Excuse me, I think you dropped some blood over there...
28 November 2009 | by See all my reviews

I like dumb action movies. I especially like dumb, over the top, gory, violent martial arts movies. Gimme some "Ong Bak" or even some "Bloodsport" and I'll be satisfied.

This is not a martial arts movie. This is not even an entertaining action movie in the slightest.
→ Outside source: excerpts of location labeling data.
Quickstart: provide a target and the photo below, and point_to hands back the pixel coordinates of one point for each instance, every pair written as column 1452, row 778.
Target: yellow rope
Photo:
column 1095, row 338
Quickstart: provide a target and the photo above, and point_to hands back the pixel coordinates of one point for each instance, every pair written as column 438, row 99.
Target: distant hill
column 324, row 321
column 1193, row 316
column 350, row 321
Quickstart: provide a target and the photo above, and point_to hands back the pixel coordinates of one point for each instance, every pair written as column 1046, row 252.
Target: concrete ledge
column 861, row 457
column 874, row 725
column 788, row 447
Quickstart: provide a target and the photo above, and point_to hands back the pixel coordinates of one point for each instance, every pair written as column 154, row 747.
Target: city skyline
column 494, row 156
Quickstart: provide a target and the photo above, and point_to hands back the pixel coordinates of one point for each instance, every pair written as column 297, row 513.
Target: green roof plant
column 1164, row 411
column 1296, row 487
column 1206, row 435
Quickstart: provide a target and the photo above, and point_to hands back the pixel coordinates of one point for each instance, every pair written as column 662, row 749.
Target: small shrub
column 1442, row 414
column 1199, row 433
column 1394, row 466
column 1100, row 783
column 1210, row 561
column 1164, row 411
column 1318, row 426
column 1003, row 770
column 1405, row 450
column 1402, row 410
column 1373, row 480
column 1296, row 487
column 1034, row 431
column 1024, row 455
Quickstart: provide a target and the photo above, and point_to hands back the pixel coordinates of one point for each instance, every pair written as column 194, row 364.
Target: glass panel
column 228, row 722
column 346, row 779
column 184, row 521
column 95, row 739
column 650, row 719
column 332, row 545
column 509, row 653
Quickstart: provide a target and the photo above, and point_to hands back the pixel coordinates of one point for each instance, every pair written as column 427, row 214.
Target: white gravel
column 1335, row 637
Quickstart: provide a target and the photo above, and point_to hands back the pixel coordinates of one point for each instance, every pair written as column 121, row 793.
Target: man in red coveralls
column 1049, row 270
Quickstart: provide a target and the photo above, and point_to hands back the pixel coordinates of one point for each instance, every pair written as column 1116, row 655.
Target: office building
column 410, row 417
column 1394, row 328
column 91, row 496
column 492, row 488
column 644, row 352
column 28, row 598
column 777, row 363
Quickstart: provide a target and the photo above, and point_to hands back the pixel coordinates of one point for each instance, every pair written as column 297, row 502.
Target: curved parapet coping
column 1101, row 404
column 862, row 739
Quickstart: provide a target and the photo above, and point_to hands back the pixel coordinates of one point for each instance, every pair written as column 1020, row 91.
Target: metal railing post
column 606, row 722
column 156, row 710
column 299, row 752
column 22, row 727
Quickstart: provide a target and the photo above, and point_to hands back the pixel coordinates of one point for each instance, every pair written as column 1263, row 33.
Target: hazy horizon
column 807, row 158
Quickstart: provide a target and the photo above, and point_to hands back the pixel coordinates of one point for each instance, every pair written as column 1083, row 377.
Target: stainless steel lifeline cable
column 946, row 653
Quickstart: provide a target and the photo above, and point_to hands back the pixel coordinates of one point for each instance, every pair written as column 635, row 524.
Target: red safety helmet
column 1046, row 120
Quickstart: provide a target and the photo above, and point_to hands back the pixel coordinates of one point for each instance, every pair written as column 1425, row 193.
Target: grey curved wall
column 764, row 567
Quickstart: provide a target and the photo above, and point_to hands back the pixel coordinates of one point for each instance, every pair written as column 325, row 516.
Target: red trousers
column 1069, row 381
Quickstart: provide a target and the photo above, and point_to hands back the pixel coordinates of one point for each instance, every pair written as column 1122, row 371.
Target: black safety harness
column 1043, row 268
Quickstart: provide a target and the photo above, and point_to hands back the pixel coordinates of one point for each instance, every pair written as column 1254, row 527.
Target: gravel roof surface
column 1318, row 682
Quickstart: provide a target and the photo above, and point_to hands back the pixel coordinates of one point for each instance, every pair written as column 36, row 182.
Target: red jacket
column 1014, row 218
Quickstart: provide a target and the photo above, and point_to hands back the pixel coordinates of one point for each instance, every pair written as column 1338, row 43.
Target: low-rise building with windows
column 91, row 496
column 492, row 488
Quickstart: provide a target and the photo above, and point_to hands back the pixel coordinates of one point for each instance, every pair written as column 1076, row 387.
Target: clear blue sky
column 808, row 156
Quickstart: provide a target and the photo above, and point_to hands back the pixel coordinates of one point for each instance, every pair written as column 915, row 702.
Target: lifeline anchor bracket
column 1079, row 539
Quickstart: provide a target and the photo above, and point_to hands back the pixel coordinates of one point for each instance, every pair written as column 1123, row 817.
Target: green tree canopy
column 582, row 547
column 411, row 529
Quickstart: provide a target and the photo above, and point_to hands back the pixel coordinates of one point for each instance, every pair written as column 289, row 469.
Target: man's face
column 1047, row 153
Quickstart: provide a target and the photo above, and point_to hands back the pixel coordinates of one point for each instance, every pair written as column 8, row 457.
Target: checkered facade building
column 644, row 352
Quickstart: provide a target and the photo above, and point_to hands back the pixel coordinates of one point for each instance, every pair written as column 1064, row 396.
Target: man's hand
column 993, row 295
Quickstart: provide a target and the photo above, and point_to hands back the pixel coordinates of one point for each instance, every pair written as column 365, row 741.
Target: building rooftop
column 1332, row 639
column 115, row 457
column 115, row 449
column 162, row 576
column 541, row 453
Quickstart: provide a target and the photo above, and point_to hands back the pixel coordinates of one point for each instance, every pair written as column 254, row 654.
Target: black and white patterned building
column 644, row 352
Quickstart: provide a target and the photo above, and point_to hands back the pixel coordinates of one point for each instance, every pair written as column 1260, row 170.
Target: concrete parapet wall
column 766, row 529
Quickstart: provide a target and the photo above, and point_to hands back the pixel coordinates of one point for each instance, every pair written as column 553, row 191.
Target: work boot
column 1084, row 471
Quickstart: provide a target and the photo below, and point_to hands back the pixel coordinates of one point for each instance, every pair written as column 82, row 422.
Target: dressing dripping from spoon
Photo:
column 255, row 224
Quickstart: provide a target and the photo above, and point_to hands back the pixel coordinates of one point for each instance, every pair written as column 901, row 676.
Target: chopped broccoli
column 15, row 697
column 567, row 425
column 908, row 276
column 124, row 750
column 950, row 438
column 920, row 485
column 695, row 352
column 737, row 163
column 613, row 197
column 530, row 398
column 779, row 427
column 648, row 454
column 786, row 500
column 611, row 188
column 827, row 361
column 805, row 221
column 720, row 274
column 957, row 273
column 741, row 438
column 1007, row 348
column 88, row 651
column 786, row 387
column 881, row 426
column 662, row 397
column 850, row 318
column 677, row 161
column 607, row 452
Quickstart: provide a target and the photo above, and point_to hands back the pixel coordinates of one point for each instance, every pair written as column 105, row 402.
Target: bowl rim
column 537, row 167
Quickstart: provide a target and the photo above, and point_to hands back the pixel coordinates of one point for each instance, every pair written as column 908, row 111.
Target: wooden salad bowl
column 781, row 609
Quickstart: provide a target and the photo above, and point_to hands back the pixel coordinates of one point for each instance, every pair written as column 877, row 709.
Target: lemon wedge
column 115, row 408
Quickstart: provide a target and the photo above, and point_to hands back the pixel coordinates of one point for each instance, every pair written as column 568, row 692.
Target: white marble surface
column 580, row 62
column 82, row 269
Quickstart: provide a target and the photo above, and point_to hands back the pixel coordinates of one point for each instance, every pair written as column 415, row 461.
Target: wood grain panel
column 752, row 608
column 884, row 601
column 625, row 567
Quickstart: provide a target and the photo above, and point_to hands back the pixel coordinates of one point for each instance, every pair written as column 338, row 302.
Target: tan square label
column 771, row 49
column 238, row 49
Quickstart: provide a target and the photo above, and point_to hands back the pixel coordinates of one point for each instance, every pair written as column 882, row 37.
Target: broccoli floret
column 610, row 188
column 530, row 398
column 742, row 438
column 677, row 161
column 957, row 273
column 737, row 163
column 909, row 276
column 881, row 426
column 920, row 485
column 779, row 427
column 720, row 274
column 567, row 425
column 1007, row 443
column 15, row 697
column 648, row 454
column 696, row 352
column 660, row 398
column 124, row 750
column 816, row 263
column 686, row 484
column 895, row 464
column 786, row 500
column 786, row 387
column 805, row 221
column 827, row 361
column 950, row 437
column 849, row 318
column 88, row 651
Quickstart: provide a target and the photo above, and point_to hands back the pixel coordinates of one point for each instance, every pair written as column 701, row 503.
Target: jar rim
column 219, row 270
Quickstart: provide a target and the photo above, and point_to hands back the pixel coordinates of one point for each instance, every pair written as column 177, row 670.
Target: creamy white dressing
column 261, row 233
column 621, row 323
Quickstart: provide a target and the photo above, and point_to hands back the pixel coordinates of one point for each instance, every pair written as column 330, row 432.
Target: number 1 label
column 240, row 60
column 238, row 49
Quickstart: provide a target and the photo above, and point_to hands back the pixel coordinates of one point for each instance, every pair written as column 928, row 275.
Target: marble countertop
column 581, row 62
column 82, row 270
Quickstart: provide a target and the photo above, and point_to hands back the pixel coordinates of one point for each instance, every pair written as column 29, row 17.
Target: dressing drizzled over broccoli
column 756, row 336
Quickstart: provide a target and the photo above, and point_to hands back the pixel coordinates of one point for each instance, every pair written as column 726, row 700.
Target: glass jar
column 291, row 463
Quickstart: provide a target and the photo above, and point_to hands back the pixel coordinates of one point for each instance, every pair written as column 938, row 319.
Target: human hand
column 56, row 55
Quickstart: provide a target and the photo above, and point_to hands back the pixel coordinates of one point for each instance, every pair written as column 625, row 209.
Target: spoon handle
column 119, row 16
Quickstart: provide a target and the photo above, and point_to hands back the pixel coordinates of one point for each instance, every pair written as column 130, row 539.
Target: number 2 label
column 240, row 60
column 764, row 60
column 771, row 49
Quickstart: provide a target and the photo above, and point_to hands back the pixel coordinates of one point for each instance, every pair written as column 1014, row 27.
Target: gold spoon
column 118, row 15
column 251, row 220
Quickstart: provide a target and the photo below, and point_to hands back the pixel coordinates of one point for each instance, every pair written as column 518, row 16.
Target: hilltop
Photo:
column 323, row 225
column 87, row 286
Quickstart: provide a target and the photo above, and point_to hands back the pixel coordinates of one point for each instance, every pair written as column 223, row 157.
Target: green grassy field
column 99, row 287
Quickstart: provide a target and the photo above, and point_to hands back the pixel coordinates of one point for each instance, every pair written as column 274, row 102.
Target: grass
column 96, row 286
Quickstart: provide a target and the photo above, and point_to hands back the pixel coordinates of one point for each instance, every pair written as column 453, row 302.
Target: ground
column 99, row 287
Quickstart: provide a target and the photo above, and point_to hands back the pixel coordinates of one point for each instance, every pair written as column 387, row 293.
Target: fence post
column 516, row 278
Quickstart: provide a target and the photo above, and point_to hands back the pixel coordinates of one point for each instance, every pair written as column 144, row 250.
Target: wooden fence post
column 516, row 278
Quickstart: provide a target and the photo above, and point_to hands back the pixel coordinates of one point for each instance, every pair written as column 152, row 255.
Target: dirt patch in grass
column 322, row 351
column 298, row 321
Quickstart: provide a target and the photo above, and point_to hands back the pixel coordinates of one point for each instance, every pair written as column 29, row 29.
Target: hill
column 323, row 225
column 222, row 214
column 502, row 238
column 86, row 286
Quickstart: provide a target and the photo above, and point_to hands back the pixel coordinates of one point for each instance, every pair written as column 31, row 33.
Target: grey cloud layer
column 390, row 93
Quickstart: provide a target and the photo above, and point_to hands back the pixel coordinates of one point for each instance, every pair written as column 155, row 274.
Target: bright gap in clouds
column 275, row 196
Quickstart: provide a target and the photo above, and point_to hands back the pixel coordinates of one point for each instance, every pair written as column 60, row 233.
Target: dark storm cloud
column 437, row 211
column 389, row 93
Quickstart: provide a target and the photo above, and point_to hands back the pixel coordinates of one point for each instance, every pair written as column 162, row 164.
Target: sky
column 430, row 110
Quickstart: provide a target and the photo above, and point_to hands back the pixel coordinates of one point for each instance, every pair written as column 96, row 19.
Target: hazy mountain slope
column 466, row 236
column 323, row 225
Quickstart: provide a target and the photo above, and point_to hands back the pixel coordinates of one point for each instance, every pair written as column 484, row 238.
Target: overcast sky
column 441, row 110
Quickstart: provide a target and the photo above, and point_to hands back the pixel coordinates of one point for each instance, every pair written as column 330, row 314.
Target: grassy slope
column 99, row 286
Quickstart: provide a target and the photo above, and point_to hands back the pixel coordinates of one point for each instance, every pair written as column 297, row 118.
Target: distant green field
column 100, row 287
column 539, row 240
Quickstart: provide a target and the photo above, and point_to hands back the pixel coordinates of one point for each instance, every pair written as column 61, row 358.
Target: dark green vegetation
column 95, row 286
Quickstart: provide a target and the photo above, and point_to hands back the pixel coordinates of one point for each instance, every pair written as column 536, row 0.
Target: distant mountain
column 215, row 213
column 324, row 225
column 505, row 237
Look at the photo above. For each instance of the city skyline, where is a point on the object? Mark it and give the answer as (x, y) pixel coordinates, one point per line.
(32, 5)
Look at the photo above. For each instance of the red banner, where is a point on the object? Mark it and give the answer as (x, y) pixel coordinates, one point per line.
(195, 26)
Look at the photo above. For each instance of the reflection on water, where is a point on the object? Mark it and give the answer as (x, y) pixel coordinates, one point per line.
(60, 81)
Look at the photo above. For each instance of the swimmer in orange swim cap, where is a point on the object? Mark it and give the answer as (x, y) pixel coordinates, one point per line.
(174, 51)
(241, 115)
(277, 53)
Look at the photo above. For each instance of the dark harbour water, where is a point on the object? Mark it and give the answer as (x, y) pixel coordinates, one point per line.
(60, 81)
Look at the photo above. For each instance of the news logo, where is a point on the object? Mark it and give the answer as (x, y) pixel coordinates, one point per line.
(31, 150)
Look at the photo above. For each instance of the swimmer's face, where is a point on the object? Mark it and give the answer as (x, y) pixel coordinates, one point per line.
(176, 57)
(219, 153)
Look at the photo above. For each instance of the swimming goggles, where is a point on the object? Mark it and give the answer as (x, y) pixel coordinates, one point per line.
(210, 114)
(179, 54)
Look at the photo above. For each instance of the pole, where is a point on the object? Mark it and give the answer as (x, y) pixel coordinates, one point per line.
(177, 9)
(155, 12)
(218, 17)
The story amounts to "REVENGE!" (like all good action movie plots, huh?), and of course the acting and dialogue is never up to par. But you don't come into a movie called "Ninja Assassin" looking for Mamet-like dialogue, do you? The prerequisite action is here...kinda. If by "action" you mean "we're going to CGI the crap out of these fight scenes, and make everything all blurry and dark so you don't see how bad they actually are". That's what you meant, right? Rain, I feel, is a pretty good looking chap, who's about as charismatic in the role as an Asian pop star pretending to be a martial arts master can be. And when he's laying waste to dozens upon dozens of pajama clad ninjas in some fairly slick & well-choreographed fight scenes (that comes maybe 50 minutes into the movie) you almost find yourself enjoying the film. But then we see a ridiculous amount of blood being shed, heads being cut off and severed arms flying at the screen. That's the exact moment where you'll find yourself completely taken out of the action. You'll then realize how stupid all of this is, and how there's absolutely nothing entertaining about CGI fight scenes in a live-action martial arts movie. It's a cop-out; you start to wonder whether "Ninja Assassin" is an actual movie or just the trailer for the video game tie-in.

At this point, your mind begins to wander. You find yourself asking questions, such as "Why is this movie so fake? What's the point of having cool fight scenes if you just crap it up with ridiculously fake CGI blood and gore? Why does "Ricky-Oh" seem like a far more realistic and realized martial arts film when compared to this mess? Why did I spend my money to watch this film?".

Luckily for you, you have the ability to spare yourself from asking that last question.